While DROs are nice, I've found myself dialing in exact depths while doing rough cuts just because I can.  Well, these days my time is "free" anyway


----------



## hman (Sep 16, 2019)

OOPS!  Just noticed that I'd previously posted my "4 lines" idea on this very forum ... post #7, above.  Ah, well 



Ken from ontario said:


> What's next on the upgrades list? a reverse switch could come in handy.
> How about a mister?


OK, howzabout this?  Reversing switch is under a safety cover.  When the cover is snapped down, the switch is "guaranteed" to be in Foreward.  Also note the small red "Reset" pushbutton on the front.  It's a normally closed momentary button that briefly interrupts the wire going from the switch on the back of the speed pot to the circuit box on the back of the mill.  Pushing this button fools the controller into thinking I turned the speed pot all the way down, then back again.  This saves a bit of time restarting whenever I've stopped the motor.  Also lets me resume the previous speed without hunting.
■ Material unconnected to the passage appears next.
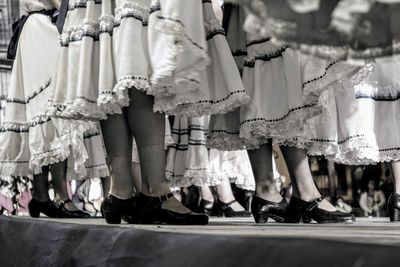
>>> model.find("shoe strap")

I have misters on my bigger (RF-30 clone) mill and on my lathe.  The mini is not yet equipped with one ... but I guess I can move one of the others over.  I do have a compressed air drop nearby


----------



## tghsmith (Oct 10, 2019)

I took a look at the Z knob and found that the dial would fit a X,Y handle,, the boss on the handle is just a little long,, ordered up another handle (still on sale) took it over to a friends big lathe,, turned the boss down to length,, bored the shaft hole to 7/16ths,, and added a recess to the front,, turned out a steel spacer/bushing to match the handle bore and the Z shaft,, pressed in place with a little loctite.. drilled and tapped the set screw,, turned a brass cap to for a final clean look..  feels very nice...


----------



## hman (Oct 10, 2019)

Nice!  I also like your cordless pencil sharpener


----------